The federal government has taken the first step in freeing up more spectrum for wireless broadband services in the United States.
On Monday, the U.S. National Telecommunications and Information Administration issued a report identifying 115MHz of wireless spectrum that can be shared among federal agencies and commercial users.
The report proposes that the spectrum be reallocated for commercial wireless broadband use within five years. The report and the reallocation proposal are part of a broader effort by the Obama administration to free up 500MHz of wireless spectrum to be used for new emerging wireless services.
In June, President Obama asked the NTIA and the Department of Commerce to identify 500MHz of spectrum from government agencies and other sources that could be used to fuel the growing need for wireless spectrum. Obama's memorandum followed the Federal Communications Commission's National Broadband Plan, which was presented to Congress in March and called for 500MHz of new wireless spectrum to be added for commercial use over the next 10 years.
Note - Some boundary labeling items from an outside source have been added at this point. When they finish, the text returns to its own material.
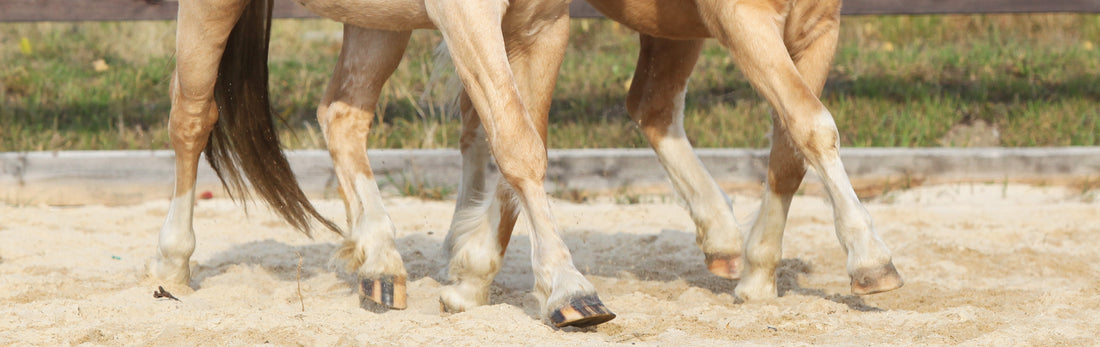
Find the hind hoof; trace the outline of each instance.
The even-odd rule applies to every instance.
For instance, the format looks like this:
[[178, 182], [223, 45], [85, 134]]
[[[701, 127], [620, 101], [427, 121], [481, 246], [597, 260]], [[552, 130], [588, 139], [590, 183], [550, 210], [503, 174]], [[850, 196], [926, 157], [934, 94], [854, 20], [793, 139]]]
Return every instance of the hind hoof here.
[[360, 306], [371, 312], [405, 310], [408, 306], [404, 276], [362, 279], [359, 284]]
[[706, 269], [724, 279], [741, 278], [741, 256], [739, 254], [706, 254]]
[[893, 262], [879, 269], [861, 269], [851, 274], [851, 293], [869, 295], [889, 292], [905, 284]]
[[550, 323], [557, 327], [586, 327], [615, 318], [615, 314], [596, 294], [573, 297], [564, 307], [550, 313]]

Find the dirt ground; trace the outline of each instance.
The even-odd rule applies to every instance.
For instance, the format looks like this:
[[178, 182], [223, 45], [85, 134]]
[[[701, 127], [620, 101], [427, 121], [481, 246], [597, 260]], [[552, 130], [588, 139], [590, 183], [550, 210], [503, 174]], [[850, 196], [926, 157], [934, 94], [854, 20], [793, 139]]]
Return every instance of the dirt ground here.
[[[1100, 198], [1059, 186], [953, 184], [868, 202], [906, 284], [853, 296], [828, 200], [799, 196], [781, 296], [737, 303], [711, 275], [674, 198], [556, 202], [578, 268], [618, 317], [554, 329], [537, 316], [529, 241], [517, 230], [492, 305], [442, 315], [441, 243], [452, 202], [386, 199], [398, 225], [409, 307], [359, 307], [330, 259], [263, 207], [200, 200], [190, 288], [154, 299], [143, 279], [167, 200], [0, 204], [0, 345], [1047, 345], [1100, 336]], [[734, 196], [748, 224], [758, 198]], [[343, 220], [339, 200], [316, 202]], [[300, 254], [300, 258], [299, 258]], [[299, 261], [301, 263], [299, 268]], [[299, 273], [300, 271], [300, 273]], [[299, 296], [300, 285], [300, 296]]]

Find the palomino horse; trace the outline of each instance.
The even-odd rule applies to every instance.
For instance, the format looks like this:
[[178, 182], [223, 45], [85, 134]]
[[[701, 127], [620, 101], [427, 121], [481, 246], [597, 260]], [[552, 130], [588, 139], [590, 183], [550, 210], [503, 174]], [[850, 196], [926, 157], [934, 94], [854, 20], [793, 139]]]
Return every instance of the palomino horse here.
[[[607, 18], [640, 33], [641, 52], [627, 96], [627, 110], [657, 152], [673, 187], [686, 200], [707, 268], [719, 276], [740, 279], [735, 289], [738, 297], [760, 300], [778, 295], [776, 267], [782, 256], [783, 229], [807, 164], [822, 177], [833, 202], [836, 235], [848, 256], [853, 293], [872, 294], [902, 285], [889, 249], [876, 235], [870, 215], [844, 171], [833, 117], [817, 98], [836, 50], [839, 0], [588, 2]], [[728, 198], [694, 154], [683, 130], [688, 78], [703, 41], [708, 37], [717, 39], [730, 51], [754, 88], [774, 108], [767, 188], [760, 212], [745, 236], [734, 219]], [[344, 36], [344, 40], [341, 59], [361, 50], [356, 47], [358, 37]], [[346, 68], [343, 66], [340, 68]], [[342, 75], [348, 71], [340, 68], [338, 80], [350, 78]], [[333, 82], [329, 94], [350, 94], [350, 90], [333, 90], [342, 87], [349, 86]], [[466, 308], [487, 302], [488, 284], [499, 269], [497, 263], [507, 247], [518, 206], [505, 184], [496, 193], [497, 200], [503, 203], [499, 207], [480, 203], [493, 195], [484, 182], [490, 149], [470, 98], [463, 96], [461, 100], [463, 178], [447, 247], [452, 252], [492, 257], [488, 263], [493, 264], [477, 268], [469, 264], [470, 259], [452, 257], [450, 276], [458, 286], [444, 291], [443, 301], [461, 302]], [[546, 119], [535, 122], [544, 131]], [[486, 218], [488, 213], [497, 210], [498, 216]], [[461, 241], [455, 243], [455, 240]], [[468, 245], [466, 249], [461, 243]]]
[[[350, 24], [355, 48], [343, 52], [319, 109], [334, 161], [350, 230], [338, 254], [359, 276], [364, 306], [405, 308], [407, 273], [395, 249], [394, 225], [383, 209], [366, 158], [366, 132], [383, 83], [397, 67], [411, 30], [438, 29], [466, 91], [465, 107], [484, 124], [492, 151], [518, 204], [528, 212], [531, 264], [542, 312], [558, 326], [585, 326], [615, 317], [573, 265], [558, 235], [543, 188], [550, 94], [569, 32], [569, 0], [298, 0], [322, 17]], [[180, 1], [176, 71], [169, 119], [176, 152], [176, 188], [148, 271], [187, 284], [195, 250], [191, 227], [200, 152], [238, 195], [242, 173], [292, 225], [309, 231], [324, 220], [297, 186], [278, 148], [267, 101], [267, 43], [272, 0]], [[353, 26], [355, 25], [355, 26]], [[353, 93], [352, 93], [353, 91]], [[473, 113], [472, 111], [470, 113]], [[476, 186], [476, 183], [465, 188]], [[477, 228], [474, 228], [477, 229]], [[452, 231], [452, 273], [495, 274], [497, 240]], [[490, 280], [492, 276], [488, 278]], [[472, 285], [469, 283], [476, 283]], [[487, 301], [482, 279], [457, 281], [440, 299], [449, 311]]]

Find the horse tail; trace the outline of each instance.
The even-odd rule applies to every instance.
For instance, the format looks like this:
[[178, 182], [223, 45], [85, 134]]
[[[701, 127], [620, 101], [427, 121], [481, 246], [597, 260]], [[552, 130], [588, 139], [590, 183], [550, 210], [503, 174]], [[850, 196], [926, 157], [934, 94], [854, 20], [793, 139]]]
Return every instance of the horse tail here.
[[311, 235], [310, 219], [316, 219], [339, 231], [309, 203], [279, 148], [267, 90], [273, 2], [252, 0], [229, 34], [215, 87], [219, 117], [206, 158], [230, 197], [249, 198], [248, 178], [267, 205], [295, 228]]

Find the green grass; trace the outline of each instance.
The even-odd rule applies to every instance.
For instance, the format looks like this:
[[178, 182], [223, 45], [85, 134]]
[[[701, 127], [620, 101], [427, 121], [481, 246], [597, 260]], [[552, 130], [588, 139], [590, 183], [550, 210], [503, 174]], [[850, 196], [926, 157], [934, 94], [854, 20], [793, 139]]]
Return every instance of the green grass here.
[[[1100, 15], [854, 17], [823, 95], [844, 145], [939, 147], [986, 122], [1007, 147], [1100, 145]], [[166, 149], [173, 22], [0, 23], [0, 151]], [[323, 148], [315, 109], [340, 26], [278, 20], [272, 95], [288, 148]], [[420, 102], [435, 32], [417, 32], [386, 85], [372, 148], [457, 148], [457, 120]], [[553, 148], [648, 147], [623, 100], [636, 34], [573, 21], [551, 109]], [[102, 59], [108, 69], [97, 72]], [[763, 148], [770, 108], [711, 42], [689, 87], [701, 148]]]

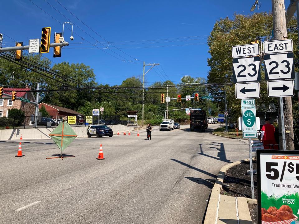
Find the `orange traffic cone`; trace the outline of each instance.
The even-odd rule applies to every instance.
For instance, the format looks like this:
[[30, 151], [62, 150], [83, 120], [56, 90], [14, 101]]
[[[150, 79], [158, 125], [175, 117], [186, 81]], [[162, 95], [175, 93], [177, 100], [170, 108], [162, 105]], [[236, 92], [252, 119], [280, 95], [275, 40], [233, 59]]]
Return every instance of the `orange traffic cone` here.
[[22, 155], [22, 146], [21, 145], [21, 143], [20, 143], [19, 145], [19, 151], [18, 151], [18, 155], [17, 156], [15, 156], [16, 157], [21, 157], [22, 156], [25, 156], [24, 155]]
[[100, 151], [99, 152], [99, 156], [97, 158], [97, 159], [105, 159], [105, 158], [104, 157], [104, 153], [103, 153], [103, 149], [102, 148], [102, 144], [100, 145]]

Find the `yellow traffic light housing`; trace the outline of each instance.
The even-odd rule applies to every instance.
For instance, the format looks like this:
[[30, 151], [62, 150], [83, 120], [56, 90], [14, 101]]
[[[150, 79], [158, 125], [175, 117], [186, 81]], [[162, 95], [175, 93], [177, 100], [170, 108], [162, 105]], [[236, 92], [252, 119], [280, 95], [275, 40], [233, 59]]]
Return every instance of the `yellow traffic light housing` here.
[[161, 103], [164, 103], [165, 102], [165, 99], [164, 98], [165, 96], [165, 93], [161, 93]]
[[[54, 43], [60, 43], [59, 38], [62, 36], [62, 33], [55, 33], [54, 35]], [[55, 47], [54, 48], [54, 54], [53, 58], [58, 58], [61, 56], [61, 46]]]
[[17, 92], [16, 91], [12, 92], [12, 101], [15, 101], [16, 100], [16, 94], [17, 94]]
[[49, 53], [50, 48], [50, 35], [51, 27], [44, 27], [41, 29], [41, 39], [40, 53]]
[[0, 98], [2, 98], [3, 96], [3, 88], [2, 86], [0, 86]]
[[[16, 47], [21, 47], [23, 46], [23, 42], [16, 42]], [[23, 53], [22, 50], [18, 50], [16, 51], [15, 53], [15, 61], [20, 61], [22, 60], [22, 54]]]

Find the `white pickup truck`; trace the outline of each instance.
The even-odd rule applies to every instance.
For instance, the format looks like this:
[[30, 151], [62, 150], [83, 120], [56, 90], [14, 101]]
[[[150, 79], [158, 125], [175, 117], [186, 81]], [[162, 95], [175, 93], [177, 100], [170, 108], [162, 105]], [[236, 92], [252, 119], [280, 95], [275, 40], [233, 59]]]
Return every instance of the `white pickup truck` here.
[[173, 119], [165, 119], [162, 121], [159, 126], [160, 131], [167, 130], [170, 131], [174, 128], [174, 121]]

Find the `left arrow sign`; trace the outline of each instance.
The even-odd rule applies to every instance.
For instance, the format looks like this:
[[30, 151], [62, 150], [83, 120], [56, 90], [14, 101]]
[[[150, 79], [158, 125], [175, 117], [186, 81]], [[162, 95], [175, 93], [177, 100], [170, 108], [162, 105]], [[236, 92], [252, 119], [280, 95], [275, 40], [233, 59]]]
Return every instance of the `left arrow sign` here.
[[259, 82], [237, 83], [235, 85], [236, 99], [259, 98]]

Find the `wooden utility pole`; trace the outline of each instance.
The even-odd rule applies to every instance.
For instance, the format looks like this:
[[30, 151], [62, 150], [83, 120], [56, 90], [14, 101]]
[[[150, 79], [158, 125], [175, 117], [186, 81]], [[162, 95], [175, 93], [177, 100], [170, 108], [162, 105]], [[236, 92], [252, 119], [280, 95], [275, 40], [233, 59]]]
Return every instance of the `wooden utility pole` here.
[[[285, 40], [287, 39], [287, 26], [286, 25], [286, 12], [284, 1], [281, 0], [272, 0], [272, 13], [273, 15], [273, 30], [274, 40]], [[279, 110], [279, 148], [282, 150], [283, 135], [282, 132], [281, 113], [283, 113], [284, 118], [286, 144], [287, 150], [294, 150], [294, 129], [293, 128], [293, 112], [292, 110], [292, 97], [282, 97], [283, 111]], [[280, 105], [279, 98], [278, 105]], [[281, 107], [279, 107], [280, 108]], [[283, 125], [283, 124], [282, 124]], [[283, 128], [282, 128], [283, 130]]]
The 115MHz of spectrum the NTIA identified in its report is just the initial step in meeting this goal, as the administration looks for other spectrum that can be freed up.
In its 10-year plan, the NTIA proposed reallocating 115MHz of spectrum currently used by The National Oceanic and Atmospheric Administration and the Pentagon for radar systems and weather information.
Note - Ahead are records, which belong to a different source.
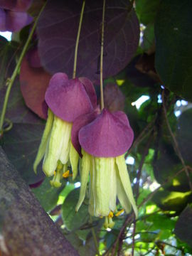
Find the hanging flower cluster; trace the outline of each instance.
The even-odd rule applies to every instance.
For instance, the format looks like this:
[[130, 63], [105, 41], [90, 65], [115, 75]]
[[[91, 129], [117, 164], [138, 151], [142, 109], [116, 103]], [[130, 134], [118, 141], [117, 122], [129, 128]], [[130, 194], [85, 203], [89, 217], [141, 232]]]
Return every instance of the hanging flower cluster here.
[[134, 134], [127, 115], [110, 113], [97, 107], [92, 83], [87, 78], [69, 80], [67, 75], [55, 74], [46, 93], [48, 119], [34, 163], [34, 170], [43, 158], [43, 170], [53, 176], [51, 185], [60, 186], [68, 177], [69, 164], [73, 178], [82, 158], [81, 187], [76, 211], [85, 196], [89, 183], [89, 212], [105, 217], [105, 227], [112, 228], [113, 213], [118, 198], [123, 209], [133, 208], [137, 215], [124, 154], [132, 145]]

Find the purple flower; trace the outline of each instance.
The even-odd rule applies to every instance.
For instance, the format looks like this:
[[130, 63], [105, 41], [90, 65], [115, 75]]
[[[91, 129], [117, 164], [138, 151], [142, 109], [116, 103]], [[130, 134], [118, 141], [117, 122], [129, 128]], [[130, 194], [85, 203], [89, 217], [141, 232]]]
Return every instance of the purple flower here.
[[82, 159], [80, 194], [76, 210], [84, 200], [90, 173], [90, 215], [105, 216], [105, 228], [112, 228], [112, 217], [116, 210], [117, 196], [124, 210], [129, 213], [132, 208], [137, 215], [124, 158], [134, 138], [127, 115], [121, 111], [110, 113], [104, 109], [93, 121], [80, 129], [78, 138]]
[[48, 176], [54, 175], [51, 184], [55, 186], [60, 186], [63, 175], [69, 175], [69, 160], [73, 179], [78, 174], [79, 155], [70, 139], [73, 123], [80, 115], [92, 112], [95, 105], [93, 85], [87, 78], [82, 81], [58, 73], [51, 78], [46, 93], [48, 117], [33, 169], [36, 172], [44, 156], [43, 170]]

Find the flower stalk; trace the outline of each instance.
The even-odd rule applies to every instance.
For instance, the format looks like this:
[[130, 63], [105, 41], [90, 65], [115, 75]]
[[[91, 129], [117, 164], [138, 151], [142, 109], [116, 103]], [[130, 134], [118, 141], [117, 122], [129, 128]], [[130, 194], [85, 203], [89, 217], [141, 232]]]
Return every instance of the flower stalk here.
[[75, 43], [75, 49], [73, 78], [75, 78], [75, 76], [76, 76], [78, 46], [79, 46], [80, 34], [80, 31], [81, 31], [81, 25], [82, 25], [82, 21], [85, 5], [85, 0], [84, 0], [83, 2], [82, 2], [81, 12], [80, 12], [79, 28], [78, 28], [78, 35], [77, 35], [77, 39], [76, 39], [76, 43]]
[[102, 33], [101, 33], [101, 55], [100, 55], [100, 99], [101, 110], [104, 108], [103, 82], [102, 82], [102, 64], [103, 64], [103, 46], [104, 46], [104, 26], [105, 26], [105, 0], [103, 0]]

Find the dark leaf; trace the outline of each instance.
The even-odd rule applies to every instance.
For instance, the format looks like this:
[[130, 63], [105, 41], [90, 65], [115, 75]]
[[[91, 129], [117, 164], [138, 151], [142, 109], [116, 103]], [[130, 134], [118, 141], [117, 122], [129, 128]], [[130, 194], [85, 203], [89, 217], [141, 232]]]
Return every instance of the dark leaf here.
[[125, 97], [116, 84], [107, 84], [104, 89], [105, 107], [110, 112], [124, 110]]
[[176, 139], [179, 150], [186, 164], [192, 164], [192, 109], [185, 110], [179, 117]]
[[[49, 72], [73, 74], [75, 45], [82, 1], [48, 1], [38, 24], [38, 49]], [[129, 1], [107, 2], [104, 43], [104, 77], [113, 75], [129, 63], [138, 46], [139, 26]], [[100, 78], [102, 1], [87, 1], [78, 48], [77, 75]]]
[[79, 198], [80, 189], [71, 191], [62, 206], [62, 217], [63, 223], [69, 230], [77, 230], [89, 220], [87, 205], [82, 203], [78, 213], [75, 206]]
[[155, 23], [156, 68], [164, 85], [192, 97], [192, 1], [161, 1]]
[[43, 128], [42, 124], [18, 123], [14, 124], [13, 128], [4, 134], [3, 148], [9, 160], [28, 184], [38, 182], [44, 176], [41, 165], [38, 175], [33, 170]]
[[[31, 57], [31, 55], [30, 55]], [[36, 64], [36, 60], [30, 58]], [[22, 61], [20, 72], [21, 90], [26, 105], [41, 118], [47, 117], [47, 106], [45, 93], [51, 76], [43, 68], [33, 68], [30, 65], [28, 57]]]
[[175, 192], [160, 190], [153, 196], [152, 201], [164, 210], [181, 212], [188, 202], [192, 201], [191, 192]]
[[159, 3], [160, 0], [135, 0], [136, 13], [142, 23], [154, 22]]

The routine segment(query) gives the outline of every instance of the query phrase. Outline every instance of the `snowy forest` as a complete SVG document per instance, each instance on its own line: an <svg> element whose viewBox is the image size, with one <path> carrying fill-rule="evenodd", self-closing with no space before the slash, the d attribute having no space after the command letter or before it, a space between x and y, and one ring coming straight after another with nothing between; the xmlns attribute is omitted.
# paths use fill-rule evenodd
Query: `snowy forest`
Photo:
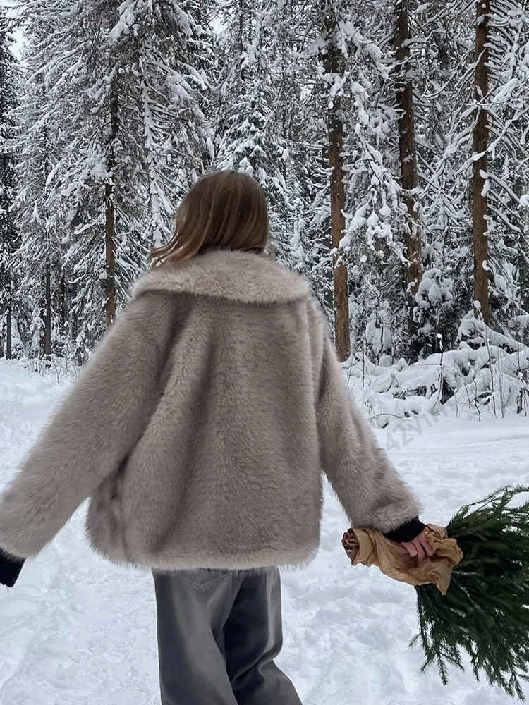
<svg viewBox="0 0 529 705"><path fill-rule="evenodd" d="M0 355L83 362L190 186L234 168L372 419L527 415L523 0L1 12Z"/></svg>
Specifically, the NTIA recommends that spectrum from the National Oceanic and Atmospheric Administration and U.S. Department of Defense, which is used for radar systems and weather information, be reallocated or shared among commercial users.
The NTIA also identified 2,200MHz of spectrum that it needs to evaluate. Of the spectrum that will be evaluated, about 28 percent is currently used only by federal agencies, while 35 percent is allocated for commercial use. The two groups share the remaining 37 percent.
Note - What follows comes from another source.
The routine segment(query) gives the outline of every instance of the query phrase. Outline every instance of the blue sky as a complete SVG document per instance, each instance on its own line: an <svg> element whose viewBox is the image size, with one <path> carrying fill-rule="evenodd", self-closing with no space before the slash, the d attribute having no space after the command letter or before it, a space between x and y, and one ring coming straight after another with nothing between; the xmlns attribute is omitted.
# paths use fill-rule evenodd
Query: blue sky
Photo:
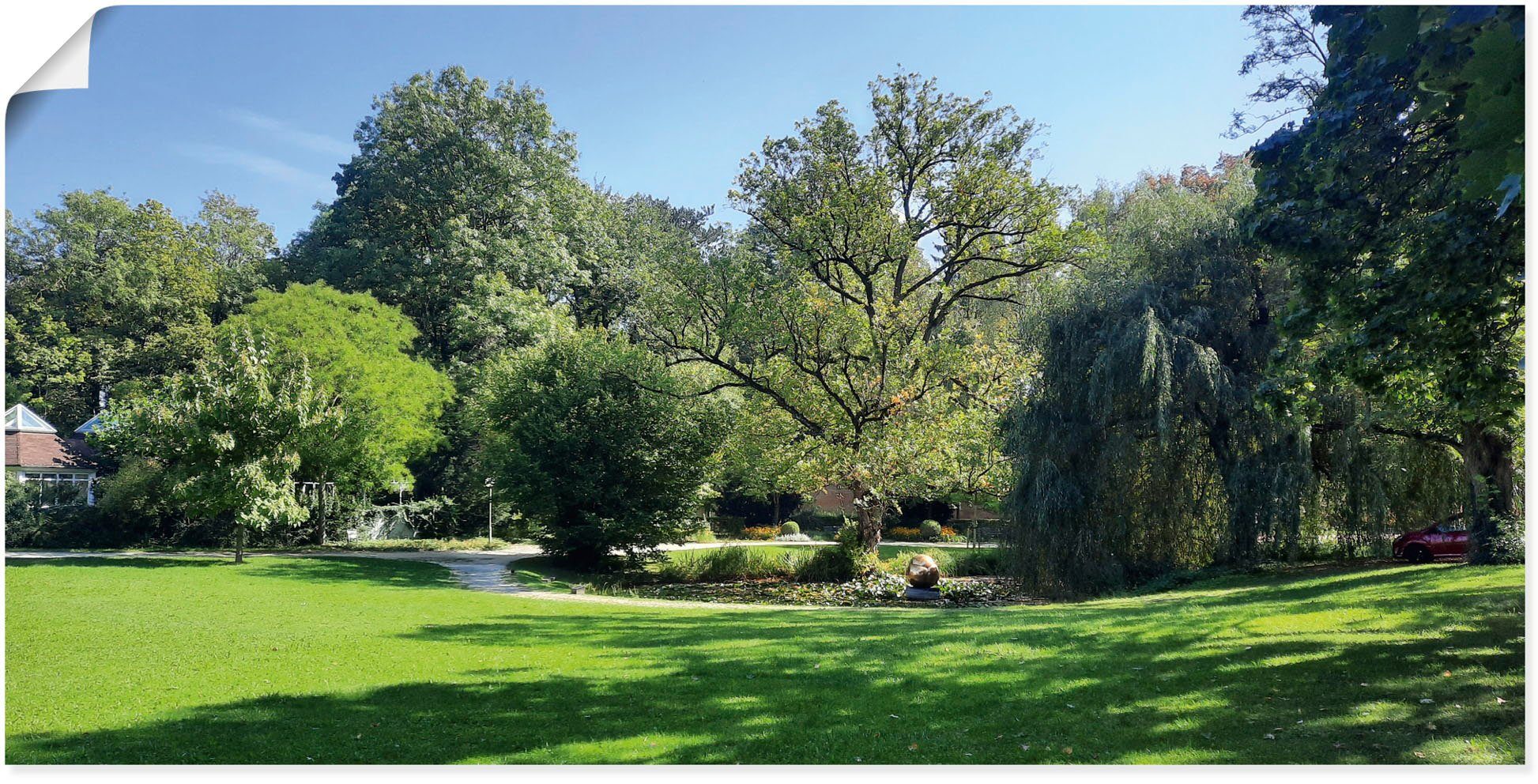
<svg viewBox="0 0 1538 784"><path fill-rule="evenodd" d="M8 112L6 208L111 188L183 215L211 189L288 241L334 195L371 98L463 65L544 89L584 178L727 209L743 155L818 105L860 108L901 63L1047 126L1061 184L1212 163L1252 81L1241 6L1038 8L114 8L91 88ZM863 120L867 112L857 111Z"/></svg>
The FCC has warned that without more spectrum allocated in the U.S., wireless operators will not be able to meet consumer demand for new mobile services.
"The future of our mobile economy depends on spectrum, America's invisible infrastructure," FCC Chairman Julius Genachowski said in a statement. "If we don't act to update our spectrum policies for the 21st century, we're going to face a spectrum crunch that will stifle American innovation, economic growth, and job creation."
The wireless industry applauded the effort, but called it a "just a start." Freeing up spectrum below 3GHz is particularly important because it can deliver the most robust mobile broadband services.
"The 15MHz of spectrum that NTIA has identified below 3GHz is just a start," CTIA President Steve Largent said in a press release. "By making spectrum available for auction, the federal government will enable the wireless industry to continue to invest billions of dollars to purchase the licensed spectrum, and billions more to build and upgrade the networks that fuel our 'virtuous cycle' of innovation."